The Reserve Bank of Australia (RBA) has maintained a fairly neutral bias when it comes to the value of the AUD.
That said, they also always seem to add a sentence or two in their monthly statement which describes how a higher AUD will act as a headwind to the domestic economy as it transitions to a non-mining base.
In short, it may not be an official RBA policy to engineer a lower AUD price trajectory, but it is clear that their policy goals would be much easier to achieve with the AUD/USD trading below .7000, than above .8000.
The AUD/USD has pushed through the .7700 level this week for the first time in over 3 months. The pair is struggling to sustain this potential breakout after a disappointing jobs report on Thursday.
The Australian Bureau of Statistics (ABS) announced 13,500 new jobs for the month of January, but they were all part-time positions. The participation rate slipped to 64.6% from 64.7%, which accounts for the decline in the unemployment rate to 5.7% from 5.8%.
It seems clear from these statistics that the RBA may have to ramp-up their discussions about further rate cuts to lower the AUD going into Q2 of 2017.
Technically, the AUD/USD has rallied from .7165 on January 2nd, to .7730 during yesterday’s NY session. The nearly 8% advance against the Greenback has led all the major pairs over that time.

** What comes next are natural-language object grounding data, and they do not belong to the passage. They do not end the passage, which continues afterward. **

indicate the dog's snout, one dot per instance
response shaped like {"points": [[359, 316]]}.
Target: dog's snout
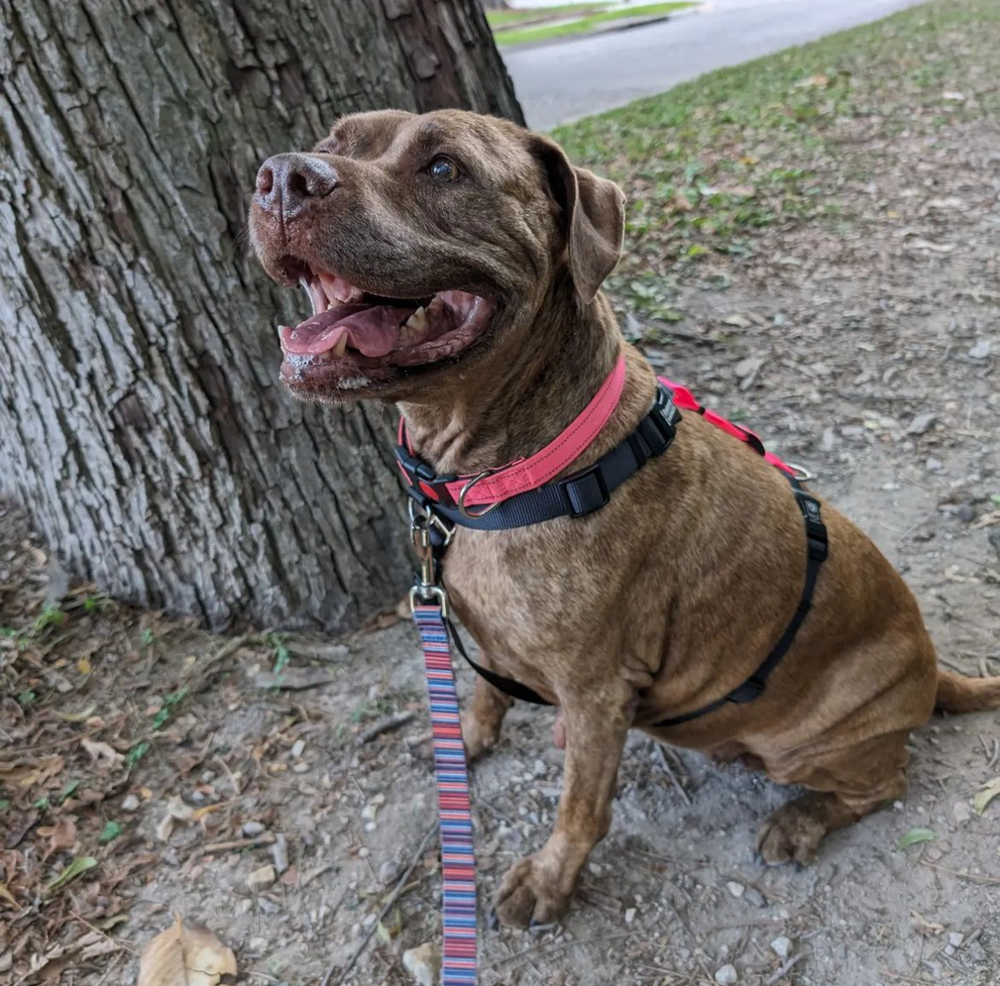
{"points": [[286, 182]]}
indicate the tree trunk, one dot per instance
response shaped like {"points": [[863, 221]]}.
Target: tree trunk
{"points": [[141, 420]]}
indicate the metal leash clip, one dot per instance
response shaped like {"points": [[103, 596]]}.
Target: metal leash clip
{"points": [[427, 587]]}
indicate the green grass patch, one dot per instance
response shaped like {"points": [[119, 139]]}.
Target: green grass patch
{"points": [[711, 164], [582, 25]]}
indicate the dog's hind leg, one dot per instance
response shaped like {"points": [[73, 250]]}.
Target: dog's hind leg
{"points": [[847, 786], [481, 723]]}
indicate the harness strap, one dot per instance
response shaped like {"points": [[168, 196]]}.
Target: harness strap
{"points": [[506, 685], [533, 471], [817, 548], [578, 494]]}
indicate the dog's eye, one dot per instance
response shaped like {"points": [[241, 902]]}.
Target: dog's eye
{"points": [[443, 169]]}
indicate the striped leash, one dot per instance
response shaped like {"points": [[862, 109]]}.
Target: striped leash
{"points": [[458, 863]]}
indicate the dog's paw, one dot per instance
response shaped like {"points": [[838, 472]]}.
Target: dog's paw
{"points": [[479, 737], [529, 895], [792, 833]]}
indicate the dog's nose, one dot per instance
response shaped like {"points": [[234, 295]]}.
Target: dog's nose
{"points": [[286, 182]]}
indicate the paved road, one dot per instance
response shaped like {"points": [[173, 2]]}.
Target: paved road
{"points": [[561, 82]]}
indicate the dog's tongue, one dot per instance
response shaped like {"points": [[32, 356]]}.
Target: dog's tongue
{"points": [[371, 331]]}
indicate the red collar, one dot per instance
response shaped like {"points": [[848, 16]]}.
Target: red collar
{"points": [[496, 485]]}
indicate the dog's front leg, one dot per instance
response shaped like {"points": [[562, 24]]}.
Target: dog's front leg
{"points": [[481, 723], [537, 890]]}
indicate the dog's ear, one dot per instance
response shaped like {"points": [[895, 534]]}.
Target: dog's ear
{"points": [[593, 211]]}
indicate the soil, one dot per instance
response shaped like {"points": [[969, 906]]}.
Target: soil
{"points": [[870, 352]]}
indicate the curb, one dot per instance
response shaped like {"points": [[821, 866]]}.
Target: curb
{"points": [[612, 27]]}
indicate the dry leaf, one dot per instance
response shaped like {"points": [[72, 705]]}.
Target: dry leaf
{"points": [[62, 835], [985, 795], [26, 772], [182, 956], [102, 754]]}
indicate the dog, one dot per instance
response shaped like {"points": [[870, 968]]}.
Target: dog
{"points": [[454, 263]]}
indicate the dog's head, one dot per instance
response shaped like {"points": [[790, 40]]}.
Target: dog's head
{"points": [[424, 242]]}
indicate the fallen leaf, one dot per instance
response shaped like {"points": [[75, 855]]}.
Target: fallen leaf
{"points": [[79, 865], [985, 795], [924, 926], [102, 754], [294, 679], [183, 956], [915, 836], [62, 835], [27, 772], [77, 716]]}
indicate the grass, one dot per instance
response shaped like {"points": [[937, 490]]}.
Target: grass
{"points": [[581, 25], [710, 164]]}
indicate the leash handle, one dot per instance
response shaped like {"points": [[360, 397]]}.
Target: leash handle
{"points": [[458, 863]]}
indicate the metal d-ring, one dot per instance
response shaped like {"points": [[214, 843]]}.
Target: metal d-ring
{"points": [[465, 491]]}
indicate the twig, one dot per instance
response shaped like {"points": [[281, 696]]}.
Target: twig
{"points": [[111, 968], [668, 768], [906, 979], [785, 969], [264, 839], [103, 934], [401, 883], [385, 725], [201, 672]]}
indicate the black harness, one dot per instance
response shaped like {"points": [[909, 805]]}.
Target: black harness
{"points": [[582, 493]]}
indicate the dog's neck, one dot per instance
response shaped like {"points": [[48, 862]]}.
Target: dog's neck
{"points": [[517, 402]]}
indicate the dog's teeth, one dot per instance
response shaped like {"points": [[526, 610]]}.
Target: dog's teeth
{"points": [[415, 327]]}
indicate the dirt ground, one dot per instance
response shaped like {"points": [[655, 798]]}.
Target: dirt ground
{"points": [[868, 350]]}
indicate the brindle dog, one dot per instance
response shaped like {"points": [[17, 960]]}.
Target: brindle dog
{"points": [[454, 263]]}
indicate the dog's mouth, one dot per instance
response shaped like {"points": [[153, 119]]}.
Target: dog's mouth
{"points": [[352, 331]]}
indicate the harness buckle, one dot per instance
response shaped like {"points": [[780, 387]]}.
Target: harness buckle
{"points": [[586, 492]]}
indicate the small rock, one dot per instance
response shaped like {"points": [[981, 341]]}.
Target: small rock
{"points": [[726, 976], [279, 853], [423, 963], [389, 872], [966, 513], [921, 424], [261, 879]]}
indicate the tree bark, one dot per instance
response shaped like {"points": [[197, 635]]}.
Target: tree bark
{"points": [[141, 421]]}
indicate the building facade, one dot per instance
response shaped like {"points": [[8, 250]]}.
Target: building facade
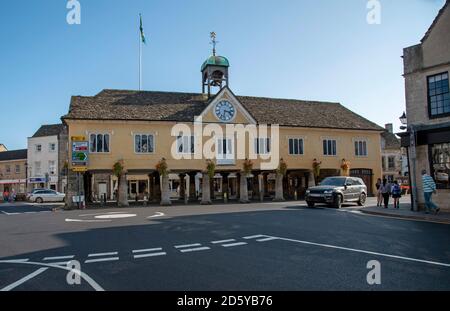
{"points": [[393, 156], [426, 72], [13, 168], [47, 151], [140, 128]]}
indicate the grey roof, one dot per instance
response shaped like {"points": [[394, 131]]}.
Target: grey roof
{"points": [[183, 107], [391, 140], [20, 154], [49, 130], [438, 16]]}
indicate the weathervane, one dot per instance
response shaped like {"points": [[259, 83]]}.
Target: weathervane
{"points": [[213, 41]]}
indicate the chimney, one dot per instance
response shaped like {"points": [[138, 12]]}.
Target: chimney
{"points": [[389, 127]]}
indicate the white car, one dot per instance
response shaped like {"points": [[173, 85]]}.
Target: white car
{"points": [[46, 195]]}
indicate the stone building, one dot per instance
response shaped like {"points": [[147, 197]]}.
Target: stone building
{"points": [[426, 72], [13, 167], [47, 155]]}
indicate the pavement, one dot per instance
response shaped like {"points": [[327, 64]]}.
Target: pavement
{"points": [[260, 246]]}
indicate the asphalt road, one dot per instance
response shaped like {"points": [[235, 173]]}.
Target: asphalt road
{"points": [[271, 246]]}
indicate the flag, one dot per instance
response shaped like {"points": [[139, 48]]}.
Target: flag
{"points": [[141, 28]]}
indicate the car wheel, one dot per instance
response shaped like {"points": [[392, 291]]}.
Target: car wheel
{"points": [[338, 201], [362, 199]]}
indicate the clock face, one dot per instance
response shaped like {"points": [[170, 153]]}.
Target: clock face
{"points": [[224, 111]]}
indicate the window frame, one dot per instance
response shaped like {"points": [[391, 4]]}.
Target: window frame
{"points": [[96, 142], [357, 151], [323, 149], [298, 138], [148, 134], [430, 115], [191, 144]]}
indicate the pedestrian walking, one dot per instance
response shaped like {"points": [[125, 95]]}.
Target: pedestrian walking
{"points": [[429, 187], [385, 189], [396, 194], [379, 195]]}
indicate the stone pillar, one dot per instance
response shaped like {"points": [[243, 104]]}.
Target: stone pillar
{"points": [[311, 181], [192, 192], [225, 187], [165, 191], [75, 181], [206, 188], [182, 186]]}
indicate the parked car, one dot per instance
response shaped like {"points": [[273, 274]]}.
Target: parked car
{"points": [[46, 195], [336, 190]]}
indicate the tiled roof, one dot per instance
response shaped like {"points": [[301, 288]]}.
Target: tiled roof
{"points": [[441, 11], [391, 140], [13, 155], [183, 107], [49, 130]]}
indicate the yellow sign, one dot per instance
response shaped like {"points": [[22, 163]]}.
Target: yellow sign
{"points": [[78, 138], [79, 169]]}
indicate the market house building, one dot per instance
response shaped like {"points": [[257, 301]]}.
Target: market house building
{"points": [[135, 127], [13, 168], [426, 73]]}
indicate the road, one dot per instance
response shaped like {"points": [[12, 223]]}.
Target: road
{"points": [[270, 246]]}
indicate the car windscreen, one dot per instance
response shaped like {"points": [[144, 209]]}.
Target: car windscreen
{"points": [[333, 181]]}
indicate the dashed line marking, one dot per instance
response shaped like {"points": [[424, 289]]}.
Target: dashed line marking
{"points": [[101, 259], [194, 249], [59, 257], [266, 239], [103, 254], [23, 280], [149, 255], [187, 245], [147, 250], [234, 244], [254, 236], [223, 241]]}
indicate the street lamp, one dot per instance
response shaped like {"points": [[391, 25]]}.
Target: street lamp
{"points": [[404, 121]]}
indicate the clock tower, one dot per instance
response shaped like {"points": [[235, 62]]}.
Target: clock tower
{"points": [[214, 70]]}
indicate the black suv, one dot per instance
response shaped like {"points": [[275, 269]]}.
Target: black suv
{"points": [[337, 190]]}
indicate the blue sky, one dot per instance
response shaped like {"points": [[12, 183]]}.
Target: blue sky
{"points": [[303, 49]]}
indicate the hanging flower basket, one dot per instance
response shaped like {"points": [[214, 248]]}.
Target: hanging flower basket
{"points": [[282, 168], [162, 167], [210, 168], [247, 166], [118, 168], [316, 167]]}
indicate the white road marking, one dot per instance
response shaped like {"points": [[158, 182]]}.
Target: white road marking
{"points": [[23, 280], [147, 250], [223, 241], [101, 259], [103, 254], [158, 214], [234, 244], [83, 275], [87, 220], [366, 252], [194, 249], [150, 255], [59, 257], [187, 245], [16, 260], [266, 239], [254, 236]]}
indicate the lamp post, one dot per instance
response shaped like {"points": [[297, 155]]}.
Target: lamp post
{"points": [[411, 156]]}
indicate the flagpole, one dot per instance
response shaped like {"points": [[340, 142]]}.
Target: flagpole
{"points": [[140, 61]]}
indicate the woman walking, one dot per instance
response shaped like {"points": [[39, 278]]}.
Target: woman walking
{"points": [[396, 194], [385, 189], [379, 195]]}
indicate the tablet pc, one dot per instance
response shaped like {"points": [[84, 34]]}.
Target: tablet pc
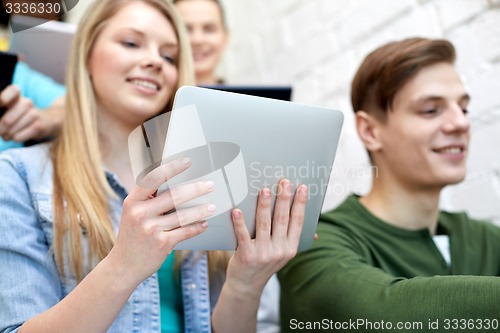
{"points": [[44, 47], [242, 143], [277, 92]]}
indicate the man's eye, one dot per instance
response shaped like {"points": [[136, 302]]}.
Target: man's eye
{"points": [[429, 111], [129, 43], [169, 59]]}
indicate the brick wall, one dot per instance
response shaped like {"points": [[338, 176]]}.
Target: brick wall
{"points": [[316, 45]]}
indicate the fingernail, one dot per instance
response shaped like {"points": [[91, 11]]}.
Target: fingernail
{"points": [[303, 189], [209, 184]]}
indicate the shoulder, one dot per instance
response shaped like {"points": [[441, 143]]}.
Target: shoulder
{"points": [[32, 164], [40, 88], [461, 222]]}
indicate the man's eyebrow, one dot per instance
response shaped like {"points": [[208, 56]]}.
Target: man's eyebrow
{"points": [[430, 98]]}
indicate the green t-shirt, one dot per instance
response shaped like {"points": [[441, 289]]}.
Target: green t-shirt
{"points": [[365, 271], [170, 298]]}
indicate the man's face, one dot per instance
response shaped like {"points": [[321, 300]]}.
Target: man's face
{"points": [[424, 141]]}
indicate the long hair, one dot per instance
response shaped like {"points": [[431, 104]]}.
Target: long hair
{"points": [[81, 190]]}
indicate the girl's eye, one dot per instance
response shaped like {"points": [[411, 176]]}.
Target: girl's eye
{"points": [[169, 59], [129, 43]]}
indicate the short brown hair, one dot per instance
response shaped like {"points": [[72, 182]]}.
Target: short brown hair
{"points": [[387, 69]]}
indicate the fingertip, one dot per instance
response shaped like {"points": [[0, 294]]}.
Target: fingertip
{"points": [[237, 214], [302, 190], [185, 161], [265, 192]]}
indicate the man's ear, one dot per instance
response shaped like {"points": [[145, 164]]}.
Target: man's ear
{"points": [[368, 128]]}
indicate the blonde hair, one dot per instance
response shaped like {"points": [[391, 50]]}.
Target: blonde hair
{"points": [[81, 190]]}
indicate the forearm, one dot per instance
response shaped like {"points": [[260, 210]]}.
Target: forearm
{"points": [[91, 307], [369, 294], [236, 309]]}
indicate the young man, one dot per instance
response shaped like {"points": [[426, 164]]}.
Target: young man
{"points": [[35, 108], [391, 260]]}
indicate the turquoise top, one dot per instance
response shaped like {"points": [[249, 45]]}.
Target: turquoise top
{"points": [[170, 298], [41, 89]]}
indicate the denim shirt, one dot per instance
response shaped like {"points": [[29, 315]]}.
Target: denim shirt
{"points": [[30, 282]]}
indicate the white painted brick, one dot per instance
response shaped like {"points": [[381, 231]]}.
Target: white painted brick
{"points": [[366, 17], [477, 41], [453, 12], [484, 87], [478, 196], [317, 46]]}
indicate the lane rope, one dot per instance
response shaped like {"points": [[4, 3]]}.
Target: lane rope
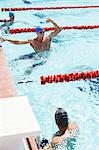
{"points": [[69, 77], [21, 30], [47, 8]]}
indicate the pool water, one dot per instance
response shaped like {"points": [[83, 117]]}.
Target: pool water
{"points": [[71, 51]]}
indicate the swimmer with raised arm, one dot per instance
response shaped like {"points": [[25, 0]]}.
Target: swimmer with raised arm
{"points": [[41, 42]]}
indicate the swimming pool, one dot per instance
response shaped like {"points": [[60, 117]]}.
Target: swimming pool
{"points": [[71, 51]]}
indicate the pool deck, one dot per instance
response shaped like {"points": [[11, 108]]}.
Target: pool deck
{"points": [[8, 89], [7, 86]]}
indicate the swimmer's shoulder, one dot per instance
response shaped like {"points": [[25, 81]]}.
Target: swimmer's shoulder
{"points": [[73, 126]]}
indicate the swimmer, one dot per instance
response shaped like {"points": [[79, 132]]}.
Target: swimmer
{"points": [[8, 22], [67, 130], [41, 43]]}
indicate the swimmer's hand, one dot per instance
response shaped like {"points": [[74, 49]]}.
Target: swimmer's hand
{"points": [[48, 20], [2, 39]]}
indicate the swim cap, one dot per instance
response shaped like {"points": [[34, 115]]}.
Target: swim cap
{"points": [[61, 117], [11, 14], [38, 29]]}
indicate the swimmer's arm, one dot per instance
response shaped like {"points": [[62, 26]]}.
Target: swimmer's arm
{"points": [[55, 141], [4, 20], [22, 22], [57, 28], [14, 41]]}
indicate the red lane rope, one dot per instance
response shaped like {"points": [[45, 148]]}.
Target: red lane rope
{"points": [[69, 77], [21, 30], [46, 8]]}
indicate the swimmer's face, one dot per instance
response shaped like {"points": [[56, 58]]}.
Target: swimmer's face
{"points": [[41, 33]]}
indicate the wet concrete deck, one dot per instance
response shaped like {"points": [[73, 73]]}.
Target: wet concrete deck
{"points": [[7, 86]]}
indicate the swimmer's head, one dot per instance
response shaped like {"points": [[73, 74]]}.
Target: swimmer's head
{"points": [[11, 14], [39, 30], [61, 118]]}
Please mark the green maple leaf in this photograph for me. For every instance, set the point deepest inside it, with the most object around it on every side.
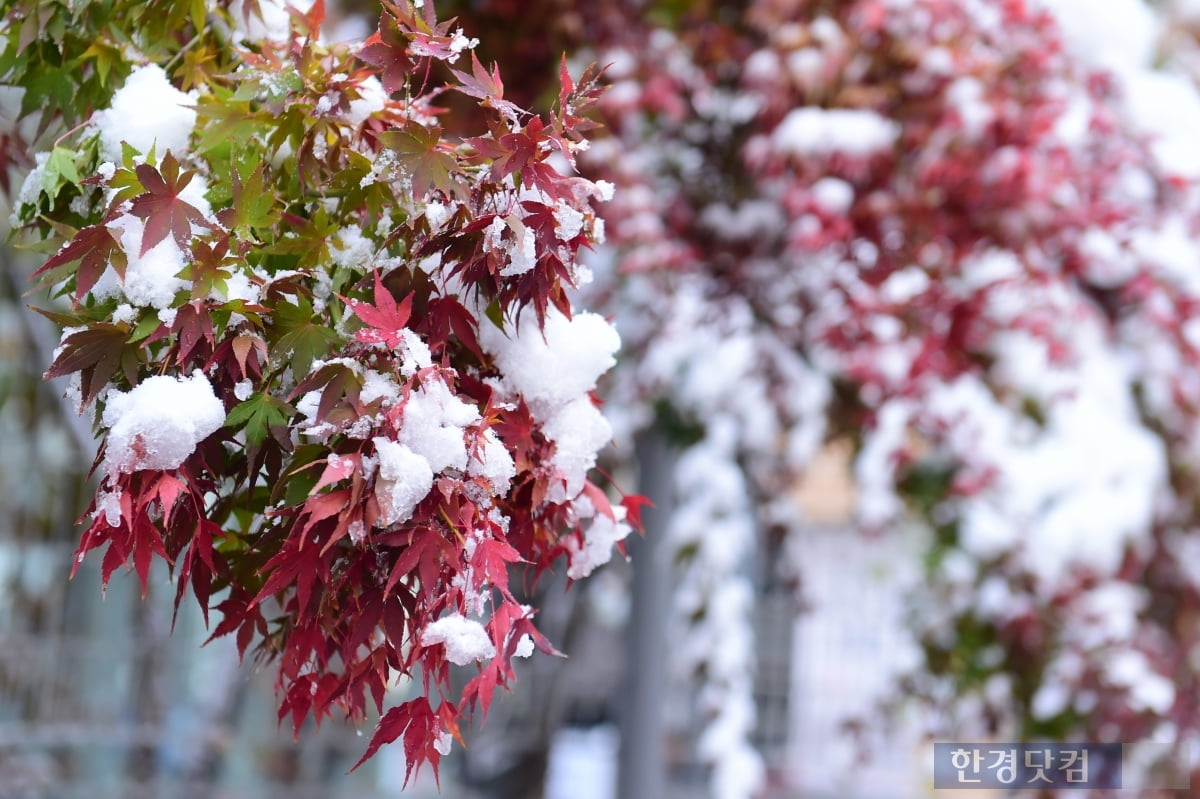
(419, 150)
(297, 336)
(258, 415)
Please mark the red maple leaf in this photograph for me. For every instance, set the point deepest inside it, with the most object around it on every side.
(95, 247)
(385, 318)
(161, 208)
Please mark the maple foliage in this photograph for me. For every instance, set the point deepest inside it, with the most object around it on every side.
(310, 270)
(936, 233)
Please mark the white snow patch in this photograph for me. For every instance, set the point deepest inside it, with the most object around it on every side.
(466, 640)
(147, 112)
(159, 422)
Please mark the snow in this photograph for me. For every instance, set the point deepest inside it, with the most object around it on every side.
(1149, 690)
(493, 463)
(270, 23)
(159, 422)
(466, 640)
(833, 194)
(821, 131)
(405, 479)
(555, 370)
(598, 541)
(568, 221)
(579, 431)
(433, 426)
(147, 112)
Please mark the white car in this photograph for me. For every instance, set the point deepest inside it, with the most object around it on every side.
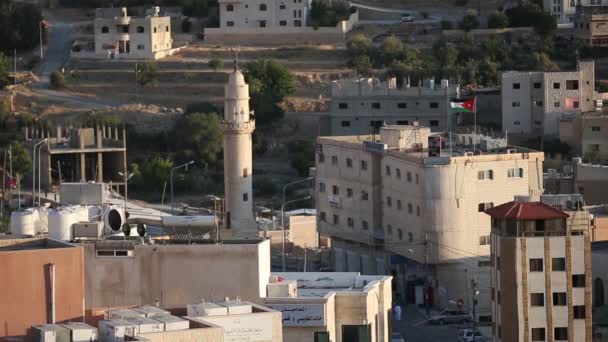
(407, 17)
(470, 335)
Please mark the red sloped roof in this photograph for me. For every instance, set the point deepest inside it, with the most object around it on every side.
(525, 211)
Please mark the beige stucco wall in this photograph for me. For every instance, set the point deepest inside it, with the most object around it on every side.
(176, 275)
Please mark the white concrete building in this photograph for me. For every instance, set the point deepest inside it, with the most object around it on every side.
(389, 206)
(534, 102)
(238, 126)
(541, 274)
(264, 13)
(120, 36)
(565, 10)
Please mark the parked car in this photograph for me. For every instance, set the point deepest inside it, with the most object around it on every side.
(397, 337)
(451, 317)
(407, 17)
(470, 335)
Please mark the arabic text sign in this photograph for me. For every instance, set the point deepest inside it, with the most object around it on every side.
(301, 315)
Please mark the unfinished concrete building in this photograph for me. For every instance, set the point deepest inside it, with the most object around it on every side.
(77, 154)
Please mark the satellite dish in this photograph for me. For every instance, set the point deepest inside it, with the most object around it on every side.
(126, 229)
(141, 229)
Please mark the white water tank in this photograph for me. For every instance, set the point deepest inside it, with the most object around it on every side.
(60, 224)
(23, 222)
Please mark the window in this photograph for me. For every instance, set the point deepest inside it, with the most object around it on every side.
(579, 311)
(538, 334)
(560, 334)
(515, 173)
(558, 264)
(572, 84)
(484, 240)
(559, 298)
(537, 299)
(485, 206)
(536, 265)
(578, 280)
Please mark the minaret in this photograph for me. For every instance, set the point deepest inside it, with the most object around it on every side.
(238, 125)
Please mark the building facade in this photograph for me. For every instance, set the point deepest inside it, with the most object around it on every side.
(390, 208)
(359, 105)
(534, 102)
(541, 274)
(120, 36)
(565, 10)
(264, 13)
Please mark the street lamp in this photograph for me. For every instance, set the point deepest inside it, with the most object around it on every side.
(34, 170)
(171, 178)
(283, 226)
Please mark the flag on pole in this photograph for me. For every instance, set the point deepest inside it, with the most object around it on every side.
(467, 106)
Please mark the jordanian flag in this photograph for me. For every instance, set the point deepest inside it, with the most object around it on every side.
(467, 106)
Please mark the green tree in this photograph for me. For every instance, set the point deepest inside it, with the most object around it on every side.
(57, 80)
(4, 65)
(469, 21)
(216, 64)
(198, 136)
(147, 73)
(269, 82)
(498, 20)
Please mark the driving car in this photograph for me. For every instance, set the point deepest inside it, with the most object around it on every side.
(470, 335)
(407, 17)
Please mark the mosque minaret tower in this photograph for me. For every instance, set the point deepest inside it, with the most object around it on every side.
(238, 127)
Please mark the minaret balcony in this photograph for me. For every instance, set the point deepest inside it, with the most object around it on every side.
(242, 127)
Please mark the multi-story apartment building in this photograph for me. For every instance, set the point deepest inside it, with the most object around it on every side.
(541, 274)
(263, 13)
(591, 25)
(397, 205)
(534, 102)
(359, 104)
(564, 10)
(118, 35)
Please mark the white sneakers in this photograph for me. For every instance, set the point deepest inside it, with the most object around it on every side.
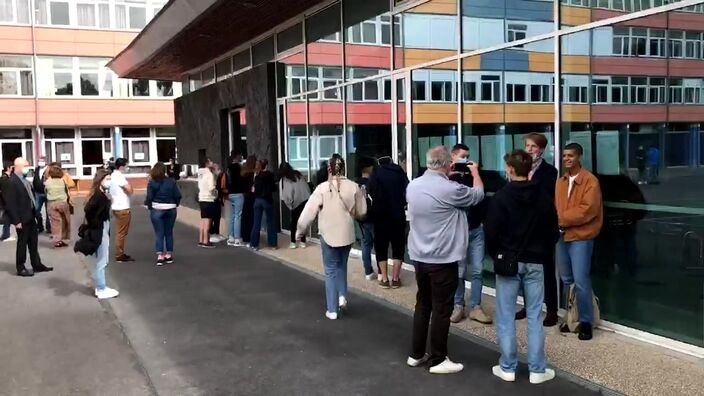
(539, 378)
(447, 367)
(417, 362)
(506, 376)
(106, 293)
(535, 378)
(331, 315)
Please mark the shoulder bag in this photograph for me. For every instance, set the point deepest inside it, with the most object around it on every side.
(506, 261)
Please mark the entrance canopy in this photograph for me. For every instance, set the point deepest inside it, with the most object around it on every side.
(188, 33)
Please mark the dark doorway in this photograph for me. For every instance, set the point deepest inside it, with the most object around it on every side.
(11, 151)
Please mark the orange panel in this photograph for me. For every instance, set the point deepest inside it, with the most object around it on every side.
(434, 113)
(541, 62)
(86, 112)
(576, 113)
(483, 113)
(576, 64)
(522, 113)
(17, 112)
(15, 39)
(445, 7)
(81, 42)
(573, 16)
(414, 57)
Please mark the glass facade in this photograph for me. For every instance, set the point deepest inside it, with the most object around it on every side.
(375, 78)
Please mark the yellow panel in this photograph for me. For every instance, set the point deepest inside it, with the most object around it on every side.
(483, 113)
(541, 62)
(434, 113)
(445, 7)
(573, 16)
(414, 57)
(575, 64)
(522, 113)
(576, 113)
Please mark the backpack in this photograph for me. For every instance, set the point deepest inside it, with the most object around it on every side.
(572, 317)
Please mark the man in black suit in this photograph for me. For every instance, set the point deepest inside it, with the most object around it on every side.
(21, 208)
(545, 175)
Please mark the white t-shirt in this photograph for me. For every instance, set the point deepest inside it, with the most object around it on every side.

As the corrective forces unfold, the Aussie looks vulnerable. A move back toward .7600 seems likely and a break of .7665 would signal a near-term top is in place.
BetaShares offers two Exchange Traded Funds (ETFs) which allow investors to profit from the AUD trading lower against the USD.
The USD and YANK are both traded in a unit trust structure on the ASX.
The value of the units increase as the price of the AUD/USD trades lower. The USD is unweighted, which means a 5% drop in the AUD/USD will realise a 5% increase in the unit price.
The YANK has an approximate 2.5 X times weighting, which means a 5% drop in the AUD/USD will see a gain of roughly 12.5% in the price of the shares.